Lamotrigine dosing for pregnant patients with bipolar disorder.

Am J Psychiatry 2013 Nov;170(11):1240-7

Objective: Little information is available on the need for dosage changes for lamotrigine in pregnant women with bipolar disorder. The authors present new data on serial serum levels of lamotrigine in pregnant patients on lamotrigine monotherapy. They also review the epilepsy literature on use of lamotrigine during pregnancy.

Method: Lamotrigine serum samples were obtained from eight mother-infant pairs at different time points during pregnancy and the postpartum period.

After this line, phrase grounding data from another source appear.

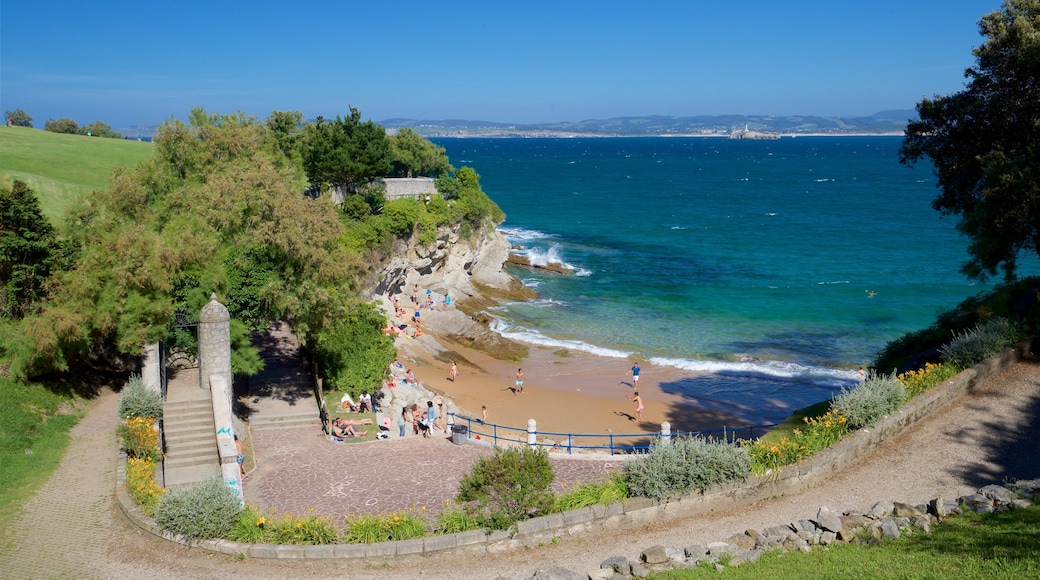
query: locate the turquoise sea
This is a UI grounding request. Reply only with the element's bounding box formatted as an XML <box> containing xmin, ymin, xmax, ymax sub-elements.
<box><xmin>433</xmin><ymin>137</ymin><xmax>1013</xmax><ymax>415</ymax></box>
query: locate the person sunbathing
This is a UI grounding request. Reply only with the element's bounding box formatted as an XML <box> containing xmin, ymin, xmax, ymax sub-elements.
<box><xmin>331</xmin><ymin>417</ymin><xmax>368</xmax><ymax>438</ymax></box>
<box><xmin>335</xmin><ymin>416</ymin><xmax>373</xmax><ymax>426</ymax></box>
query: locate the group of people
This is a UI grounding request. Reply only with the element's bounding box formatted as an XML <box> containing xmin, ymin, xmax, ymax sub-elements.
<box><xmin>398</xmin><ymin>397</ymin><xmax>448</xmax><ymax>438</ymax></box>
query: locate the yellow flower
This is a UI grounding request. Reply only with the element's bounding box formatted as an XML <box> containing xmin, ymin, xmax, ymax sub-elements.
<box><xmin>770</xmin><ymin>446</ymin><xmax>779</xmax><ymax>454</ymax></box>
<box><xmin>824</xmin><ymin>421</ymin><xmax>832</xmax><ymax>428</ymax></box>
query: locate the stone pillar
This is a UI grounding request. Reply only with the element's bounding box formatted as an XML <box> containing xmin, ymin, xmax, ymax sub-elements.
<box><xmin>198</xmin><ymin>295</ymin><xmax>232</xmax><ymax>410</ymax></box>
<box><xmin>140</xmin><ymin>342</ymin><xmax>161</xmax><ymax>395</ymax></box>
<box><xmin>660</xmin><ymin>421</ymin><xmax>672</xmax><ymax>447</ymax></box>
<box><xmin>527</xmin><ymin>419</ymin><xmax>538</xmax><ymax>448</ymax></box>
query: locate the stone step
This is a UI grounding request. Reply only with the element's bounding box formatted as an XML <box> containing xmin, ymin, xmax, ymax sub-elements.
<box><xmin>163</xmin><ymin>451</ymin><xmax>216</xmax><ymax>467</ymax></box>
<box><xmin>163</xmin><ymin>462</ymin><xmax>221</xmax><ymax>489</ymax></box>
<box><xmin>164</xmin><ymin>417</ymin><xmax>216</xmax><ymax>431</ymax></box>
<box><xmin>164</xmin><ymin>435</ymin><xmax>216</xmax><ymax>451</ymax></box>
<box><xmin>164</xmin><ymin>430</ymin><xmax>216</xmax><ymax>444</ymax></box>
<box><xmin>250</xmin><ymin>414</ymin><xmax>322</xmax><ymax>429</ymax></box>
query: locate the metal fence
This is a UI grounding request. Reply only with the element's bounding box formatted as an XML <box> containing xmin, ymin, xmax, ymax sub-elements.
<box><xmin>449</xmin><ymin>413</ymin><xmax>776</xmax><ymax>456</ymax></box>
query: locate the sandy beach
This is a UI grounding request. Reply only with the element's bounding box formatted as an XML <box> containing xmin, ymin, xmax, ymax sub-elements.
<box><xmin>389</xmin><ymin>299</ymin><xmax>774</xmax><ymax>447</ymax></box>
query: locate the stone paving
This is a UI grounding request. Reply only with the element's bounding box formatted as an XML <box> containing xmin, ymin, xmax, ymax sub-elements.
<box><xmin>245</xmin><ymin>424</ymin><xmax>626</xmax><ymax>526</ymax></box>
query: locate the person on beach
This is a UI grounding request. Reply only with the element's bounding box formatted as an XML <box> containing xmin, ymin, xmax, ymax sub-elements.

Results: All of the women were taking lamotrigine throughout pregnancy. Serum-level-to-dose ratios were lower during pregnancy than the postpartum period. Lamotrigine was taken once daily in doses ranging from 100 mg to 300 mg. Three patients had an increase of 50 mg to their daily dose across pregnancy. The change in serum lamotrigine levels in the postpartum period ranged from a 30% decrease to a 640% increase compared with the first level obtained during pregnancy. Level-to-dose ratios obtained within 4 weeks after delivery reflected a mean level 402% greater than the baseline level during gestation. Compared with the third trimester, lamotrigine serum concentration increased an average of 154% within 5 weeks after delivery. The most dramatic increase in lamotrigine serum level early after delivery occurred at 1.5 weeks. The mean infant cord level was 66% of the maternal serum level at delivery. The mean breast-fed infant serum level was 32.5% of the maternal serum levels.

Conclusions: The pattern of lamotrigine changes during pregnancy in these women with bipolar disorder was consistent with that described in the epilepsy literature.